Workplace drug screening is a necessity in the work environment considering that 70% of the 14.8 million Americans who abuse drugs are employed. And when an employee abuses drugs, it can result in many workplace problems such as injuries, compromised productivity, absenteeism, and overall safety issues. But due to the circumstances brought about by the COVID-19 pandemic, many employers and employees had to develop practical ways to continue their operations. For many industries, this includes the work-from-home policy.
For many months now, working from home has been the new normal and even though there are advantages to working right in the comfort of our homes, it can also be stressful. In some cases, working from home can even exacerbate an already existing mental health problem. When it is time to return to the office, one of the concerns employers have to face is: Do employees need to undergo another drug testing in the workplace before returning to the office?

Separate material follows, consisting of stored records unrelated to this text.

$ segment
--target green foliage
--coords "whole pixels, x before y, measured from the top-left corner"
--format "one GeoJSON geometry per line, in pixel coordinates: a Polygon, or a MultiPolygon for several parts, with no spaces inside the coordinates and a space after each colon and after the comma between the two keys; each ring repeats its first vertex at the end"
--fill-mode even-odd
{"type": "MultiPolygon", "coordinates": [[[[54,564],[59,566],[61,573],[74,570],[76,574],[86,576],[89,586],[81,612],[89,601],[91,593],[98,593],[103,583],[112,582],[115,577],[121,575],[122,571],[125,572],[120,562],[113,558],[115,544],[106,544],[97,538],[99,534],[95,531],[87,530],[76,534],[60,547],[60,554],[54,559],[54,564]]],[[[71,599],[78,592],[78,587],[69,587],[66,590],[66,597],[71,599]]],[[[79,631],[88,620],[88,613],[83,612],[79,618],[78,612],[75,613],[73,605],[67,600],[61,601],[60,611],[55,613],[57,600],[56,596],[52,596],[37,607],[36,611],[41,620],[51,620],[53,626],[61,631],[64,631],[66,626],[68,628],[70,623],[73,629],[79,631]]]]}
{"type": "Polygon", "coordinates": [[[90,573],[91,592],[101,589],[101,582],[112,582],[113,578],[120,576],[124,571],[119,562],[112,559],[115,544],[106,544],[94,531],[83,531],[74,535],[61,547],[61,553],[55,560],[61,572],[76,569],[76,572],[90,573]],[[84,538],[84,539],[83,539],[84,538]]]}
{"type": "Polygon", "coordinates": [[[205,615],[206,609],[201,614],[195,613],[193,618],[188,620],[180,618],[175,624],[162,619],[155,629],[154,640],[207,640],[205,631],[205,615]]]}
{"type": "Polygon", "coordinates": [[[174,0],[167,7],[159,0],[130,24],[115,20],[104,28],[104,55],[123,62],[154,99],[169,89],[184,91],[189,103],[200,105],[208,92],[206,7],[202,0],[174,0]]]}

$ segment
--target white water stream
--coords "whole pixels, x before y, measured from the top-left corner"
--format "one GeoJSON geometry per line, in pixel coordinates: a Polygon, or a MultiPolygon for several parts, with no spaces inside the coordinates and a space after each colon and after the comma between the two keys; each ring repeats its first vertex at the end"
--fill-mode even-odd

Here, we explore the issues that could affect your decision whether you plan on re-implementing workplace drug screening to your workers before returning to the office.

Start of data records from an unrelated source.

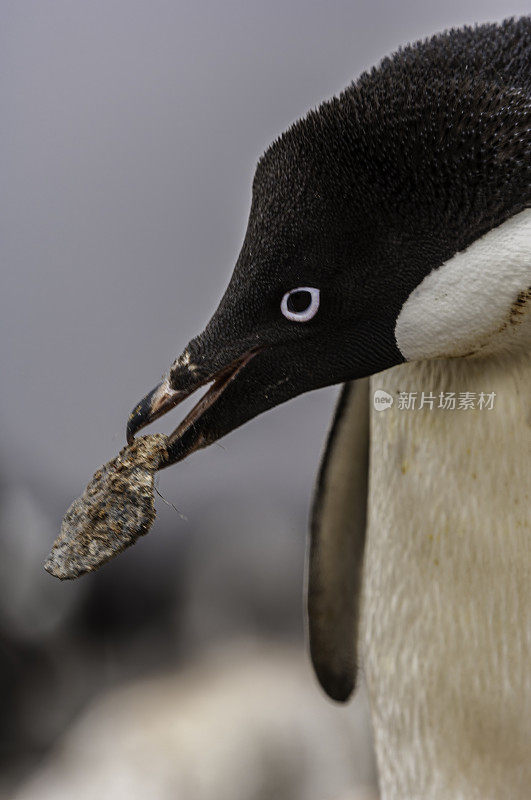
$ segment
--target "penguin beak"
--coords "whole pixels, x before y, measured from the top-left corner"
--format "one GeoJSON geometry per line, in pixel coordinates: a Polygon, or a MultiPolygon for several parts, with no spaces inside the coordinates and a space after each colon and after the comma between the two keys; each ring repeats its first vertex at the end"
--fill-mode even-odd
{"type": "Polygon", "coordinates": [[[297,395],[372,375],[403,360],[384,319],[366,320],[347,331],[335,326],[326,336],[316,330],[298,339],[257,339],[223,342],[212,330],[193,339],[169,376],[131,412],[129,444],[141,428],[207,384],[203,397],[167,437],[167,458],[159,469],[297,395]]]}
{"type": "MultiPolygon", "coordinates": [[[[187,414],[178,428],[176,428],[171,436],[168,437],[168,447],[170,444],[179,440],[189,428],[198,422],[200,417],[207,411],[207,409],[214,405],[216,400],[226,390],[227,386],[233,380],[235,380],[241,370],[246,367],[246,365],[251,361],[252,358],[254,358],[260,349],[261,348],[257,347],[247,351],[242,356],[239,356],[232,361],[228,366],[207,378],[200,378],[195,381],[190,381],[189,375],[187,375],[187,379],[185,380],[186,388],[173,389],[171,387],[169,377],[165,377],[164,380],[145,397],[143,397],[142,400],[131,411],[127,421],[127,443],[132,444],[138,431],[140,431],[146,425],[151,424],[159,417],[163,416],[163,414],[166,414],[172,408],[175,408],[175,406],[177,406],[187,397],[190,397],[190,395],[199,388],[210,383],[211,386],[208,391],[203,395],[199,402],[196,403],[189,414],[187,414]]],[[[193,449],[190,449],[181,457],[184,458],[184,455],[188,455],[189,452],[199,449],[201,446],[207,444],[207,442],[205,442],[202,437],[198,437],[195,444],[196,446],[193,447],[193,449]]],[[[168,464],[162,464],[162,466],[168,466],[175,460],[180,460],[180,458],[172,458],[168,464]]]]}
{"type": "Polygon", "coordinates": [[[248,341],[225,345],[212,338],[193,340],[168,377],[129,415],[127,441],[131,444],[139,430],[210,384],[167,437],[167,458],[159,469],[207,447],[258,414],[332,382],[328,371],[319,374],[315,350],[305,346],[308,342],[265,343],[262,339],[260,344],[249,346],[248,341]]]}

Why is drug testing needed for returning workers?
Flexibility is one of the advantages of working from home but the freedom to adjust your work schedule whenever you want can be a challenging task. If an employee is facing other problems or challenges in their life, they may have to cope with things on their own. In some cases, this can result in the use of illegal substances. According to a virtual presentation during the American Psychiatric Association (APA) Spring Highlights Meeting 2020, there is a surge in the use of drugs during a national crisis as people tend to use these substances for comfort.

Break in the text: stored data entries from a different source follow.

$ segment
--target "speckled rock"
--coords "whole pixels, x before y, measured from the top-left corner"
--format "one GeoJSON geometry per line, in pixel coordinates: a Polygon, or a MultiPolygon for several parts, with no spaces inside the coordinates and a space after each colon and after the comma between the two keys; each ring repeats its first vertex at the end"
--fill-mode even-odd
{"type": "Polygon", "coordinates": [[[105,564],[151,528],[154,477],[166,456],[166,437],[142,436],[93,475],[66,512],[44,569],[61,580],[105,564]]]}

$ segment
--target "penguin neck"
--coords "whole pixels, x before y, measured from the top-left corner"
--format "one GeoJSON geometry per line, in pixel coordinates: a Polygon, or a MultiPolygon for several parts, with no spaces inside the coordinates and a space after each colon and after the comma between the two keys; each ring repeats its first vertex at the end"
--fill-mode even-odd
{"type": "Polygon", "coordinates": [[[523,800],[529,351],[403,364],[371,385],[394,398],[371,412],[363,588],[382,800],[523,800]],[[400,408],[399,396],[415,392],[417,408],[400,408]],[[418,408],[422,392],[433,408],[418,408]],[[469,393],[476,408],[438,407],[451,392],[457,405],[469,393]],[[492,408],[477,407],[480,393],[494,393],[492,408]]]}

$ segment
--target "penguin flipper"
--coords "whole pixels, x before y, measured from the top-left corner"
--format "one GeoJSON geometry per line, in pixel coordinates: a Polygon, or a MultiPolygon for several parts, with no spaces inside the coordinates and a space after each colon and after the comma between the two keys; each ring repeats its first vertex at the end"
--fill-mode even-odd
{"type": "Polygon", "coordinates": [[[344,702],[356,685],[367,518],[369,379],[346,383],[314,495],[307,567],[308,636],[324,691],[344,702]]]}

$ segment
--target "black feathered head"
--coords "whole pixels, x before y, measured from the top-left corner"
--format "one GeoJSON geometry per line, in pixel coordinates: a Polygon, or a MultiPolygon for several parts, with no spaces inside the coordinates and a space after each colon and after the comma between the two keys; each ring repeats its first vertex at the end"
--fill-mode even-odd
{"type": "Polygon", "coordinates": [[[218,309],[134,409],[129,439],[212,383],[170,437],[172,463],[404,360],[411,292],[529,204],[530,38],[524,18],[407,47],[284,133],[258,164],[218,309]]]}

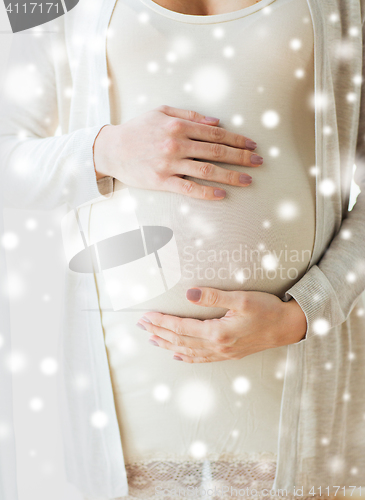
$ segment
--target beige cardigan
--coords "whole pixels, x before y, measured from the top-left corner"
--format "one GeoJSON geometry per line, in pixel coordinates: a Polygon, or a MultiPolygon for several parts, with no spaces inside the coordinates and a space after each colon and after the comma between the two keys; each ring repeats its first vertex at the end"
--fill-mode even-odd
{"type": "MultiPolygon", "coordinates": [[[[289,492],[294,485],[365,486],[365,0],[307,1],[315,32],[317,218],[307,273],[286,294],[308,323],[305,339],[288,347],[281,406],[274,488],[289,492]],[[354,162],[361,193],[348,211],[354,162]],[[335,190],[325,195],[329,182],[335,190]]],[[[44,25],[41,37],[14,37],[17,72],[9,68],[0,114],[9,206],[69,210],[100,196],[92,146],[110,121],[105,47],[114,4],[80,2],[44,25]],[[18,98],[31,92],[26,102],[11,99],[14,75],[18,98]],[[62,135],[53,137],[58,124],[62,135]]],[[[101,184],[112,188],[111,179],[101,184]]],[[[85,494],[113,498],[126,495],[128,484],[100,315],[91,309],[98,310],[93,276],[67,270],[59,379],[65,466],[85,494]],[[74,387],[80,373],[91,381],[82,393],[74,387]],[[90,425],[96,410],[108,415],[103,429],[90,425]]]]}

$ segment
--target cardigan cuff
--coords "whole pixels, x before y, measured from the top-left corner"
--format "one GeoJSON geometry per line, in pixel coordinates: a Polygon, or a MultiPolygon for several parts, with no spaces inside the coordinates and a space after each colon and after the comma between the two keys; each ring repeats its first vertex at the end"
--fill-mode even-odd
{"type": "Polygon", "coordinates": [[[314,335],[326,335],[346,320],[331,283],[317,265],[285,293],[285,300],[291,297],[298,302],[307,319],[305,337],[297,344],[314,335]]]}
{"type": "Polygon", "coordinates": [[[111,198],[114,192],[114,177],[102,177],[97,181],[99,193],[105,198],[111,198]]]}
{"type": "MultiPolygon", "coordinates": [[[[73,135],[71,158],[73,164],[74,179],[73,189],[70,189],[69,204],[77,207],[100,197],[103,193],[109,194],[113,191],[113,178],[107,177],[101,184],[96,179],[94,169],[94,143],[100,130],[107,125],[102,123],[93,127],[76,130],[73,135]],[[99,190],[99,186],[102,192],[99,190]]],[[[103,180],[103,179],[100,179],[103,180]]]]}

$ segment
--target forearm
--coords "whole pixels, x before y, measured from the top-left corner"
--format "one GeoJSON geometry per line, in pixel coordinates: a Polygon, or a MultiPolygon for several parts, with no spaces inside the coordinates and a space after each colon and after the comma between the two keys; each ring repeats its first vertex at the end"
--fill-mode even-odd
{"type": "Polygon", "coordinates": [[[100,126],[58,137],[20,141],[0,136],[5,204],[14,208],[52,209],[81,205],[100,196],[93,166],[93,144],[100,126]]]}

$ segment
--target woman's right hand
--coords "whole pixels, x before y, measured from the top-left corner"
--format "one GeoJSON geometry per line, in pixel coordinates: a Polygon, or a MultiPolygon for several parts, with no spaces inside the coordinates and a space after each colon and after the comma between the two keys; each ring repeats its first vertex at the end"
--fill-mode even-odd
{"type": "Polygon", "coordinates": [[[195,111],[162,105],[121,125],[106,125],[94,144],[97,179],[111,176],[132,187],[222,199],[224,190],[183,176],[249,186],[249,175],[209,161],[257,167],[262,158],[252,153],[256,143],[251,139],[218,123],[195,111]]]}

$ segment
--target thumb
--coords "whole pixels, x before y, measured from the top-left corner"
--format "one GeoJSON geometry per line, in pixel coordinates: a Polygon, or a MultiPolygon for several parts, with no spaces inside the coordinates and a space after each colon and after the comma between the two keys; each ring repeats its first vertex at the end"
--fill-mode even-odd
{"type": "Polygon", "coordinates": [[[241,290],[225,291],[205,286],[189,288],[186,292],[186,298],[199,306],[224,307],[236,311],[242,310],[245,295],[246,292],[241,290]]]}

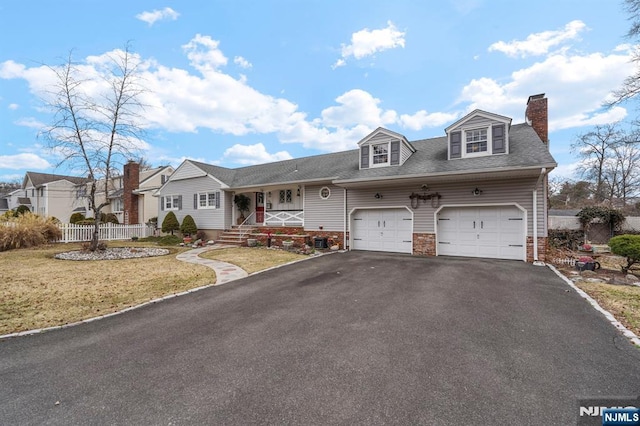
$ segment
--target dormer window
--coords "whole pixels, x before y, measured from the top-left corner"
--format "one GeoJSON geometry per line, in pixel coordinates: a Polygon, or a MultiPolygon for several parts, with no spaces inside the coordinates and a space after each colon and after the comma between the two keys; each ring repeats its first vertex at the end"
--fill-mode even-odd
{"type": "Polygon", "coordinates": [[[378,143],[371,146],[371,164],[375,166],[386,166],[389,164],[389,144],[378,143]]]}
{"type": "Polygon", "coordinates": [[[477,154],[487,152],[487,129],[473,129],[465,132],[466,153],[477,154]]]}
{"type": "Polygon", "coordinates": [[[401,166],[416,150],[399,133],[378,127],[358,142],[360,168],[401,166]]]}
{"type": "Polygon", "coordinates": [[[449,159],[509,153],[511,119],[475,110],[447,127],[449,159]]]}

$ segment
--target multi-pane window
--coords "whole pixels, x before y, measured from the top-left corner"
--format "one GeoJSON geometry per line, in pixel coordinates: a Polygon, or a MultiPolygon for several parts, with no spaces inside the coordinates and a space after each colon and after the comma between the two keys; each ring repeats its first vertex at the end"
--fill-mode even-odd
{"type": "Polygon", "coordinates": [[[293,191],[290,189],[282,189],[280,190],[280,196],[278,197],[278,201],[280,204],[291,203],[293,199],[293,191]]]}
{"type": "Polygon", "coordinates": [[[121,212],[124,210],[124,201],[122,201],[122,198],[116,198],[113,200],[113,211],[114,212],[121,212]]]}
{"type": "Polygon", "coordinates": [[[198,194],[198,208],[199,209],[215,209],[216,208],[216,193],[215,192],[201,192],[198,194]]]}
{"type": "Polygon", "coordinates": [[[178,210],[179,208],[180,208],[179,195],[167,195],[166,197],[164,197],[165,210],[178,210]]]}
{"type": "Polygon", "coordinates": [[[467,130],[465,134],[467,154],[487,152],[487,129],[467,130]]]}
{"type": "Polygon", "coordinates": [[[389,144],[379,143],[372,147],[372,163],[387,164],[389,162],[389,144]]]}

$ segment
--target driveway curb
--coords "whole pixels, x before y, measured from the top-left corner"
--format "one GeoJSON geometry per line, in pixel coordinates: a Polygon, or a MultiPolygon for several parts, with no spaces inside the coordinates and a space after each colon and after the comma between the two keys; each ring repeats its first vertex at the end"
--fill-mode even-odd
{"type": "Polygon", "coordinates": [[[591,306],[594,307],[594,309],[598,312],[600,312],[602,315],[604,315],[607,320],[609,320],[609,322],[618,329],[618,331],[620,331],[626,338],[628,338],[633,344],[635,344],[636,346],[638,346],[638,348],[640,348],[640,338],[638,336],[636,336],[636,334],[629,330],[627,327],[624,326],[624,324],[622,324],[620,321],[618,321],[611,312],[607,311],[606,309],[604,309],[602,306],[600,306],[600,304],[591,296],[589,296],[584,290],[582,290],[581,288],[579,288],[578,286],[575,285],[575,283],[573,281],[571,281],[569,278],[565,277],[560,271],[558,271],[553,265],[549,265],[547,264],[547,266],[549,267],[549,269],[551,269],[553,272],[556,273],[557,276],[559,276],[560,278],[562,278],[564,280],[565,283],[567,283],[569,286],[571,286],[582,298],[586,299],[591,306]]]}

While people may initially decide to use drugs at home, this behavior and addiction can ultimately continue once the employee is back in the workplace. And this can be dangerous for everyone in the workplace, especially in safety-sensitive industries.
What can employers do?
Employers need to re-implement the policy for drug testing in the workplace. If your policy clearly states random drug testing, you can reinforce this when workers are back to working in the office.
One important aspect an employer should address is when a returning worker refuses to take a drug test. Workers may have a valid reason why they refuse a drug test. It could, for instance, be for safety and health concerns due to the pandemic. Nonetheless, every workplace has its regulations and procedures. As an employer, you need to address this to avoid any problems in the future.
Many industries are new to the work-from-home environment and because of this, the lines of acceptable behavior at work became a bit blurred when this was implemented. Therefore, employers need to remind all employees about the company’s drug and alcohol policies. While employers may not have the ability to track their employees’ whereabouts, what you can do instead is to send out a strong message to all employees about possible consequences if they test positive during a drug test upon returning to the office.